If one gram of solid ice at -20 degrees C is heated to gaseous water at 125 degrees C how much energy is required?
Worked same way as the next problem you posted.
you
To calculate the energy required to heat the ice from -20 degrees Celsius to water vapor at 125 degrees Celsius, we need to consider the three stages of phase changes and the heating of the water.

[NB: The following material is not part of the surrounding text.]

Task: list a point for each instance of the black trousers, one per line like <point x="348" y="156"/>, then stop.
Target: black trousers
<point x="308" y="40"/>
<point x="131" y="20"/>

1. Heating the ice from -20°C to 0°C:
The specific heat capacity of ice is approximately 2.09 J/g°C. To raise 1 gram of ice from -20°C to 0°C, we need to calculate the energy using the formula:
Energy = mass × specific heat capacity × temperature change
= 1 g × 2.09 J/g°C × (0°C - (-20°C))
= 1 g × 2.09 J/g°C × 20°C
= 41.8 J
So, it takes 41.8 J of energy to heat the ice from -20°C to 0°C.
2. Melting the ice at 0°C:
To change the state of the ice from solid to liquid, we need to consider the heat of fusion. The heat of fusion of ice is 334 J/g. Since we have 1 gram of ice, the energy required for melting is:
Energy = mass × heat of fusion
= 1 g × 334 J/g
= 334 J
Therefore, it takes 334 J of energy to melt the 1 gram of ice at 0°C.
3. Heating the liquid water to 100°C:
The specific heat capacity of water is around 4.18 J/g°C. To heat 1 gram of water from 0°C to 100°C, we can calculate the energy using the same formula:
Energy = mass × specific heat capacity × temperature change
= 1 g × 4.18 J/g°C × (100°C - 0°C)
= 1 g × 4.18 J/g°C × 100°C
= 418 J
Hence, it takes 418 J of energy to heat the liquid water from 0°C to 100°C.
4. Boiling the water at 100°C:
To convert 1 gram of water at 100°C to water vapor (steam) at the same temperature, we need to consider the heat of vaporization. The heat of vaporization of water is approximately 2260 J/g.
Energy = mass × heat of vaporization
= 1 g × 2260 J/g
= 2260 J
So, it takes 2260 J of energy to vaporize the 1 gram of water at 100°C.
Overall, to heat 1 gram of solid ice at -20°C to gaseous water at 125°C, the total energy required would be the sum of the energies calculated for each stage:
Total Energy = Energy for heating ice + Energy for melting ice + Energy for heating water + Energy for boiling water
= 41.8 J + 334 J + 418 J + 2260 J
= 3053.8 J
Therefore, it would require approximately 3053.8 Joules of energy to complete the heating process.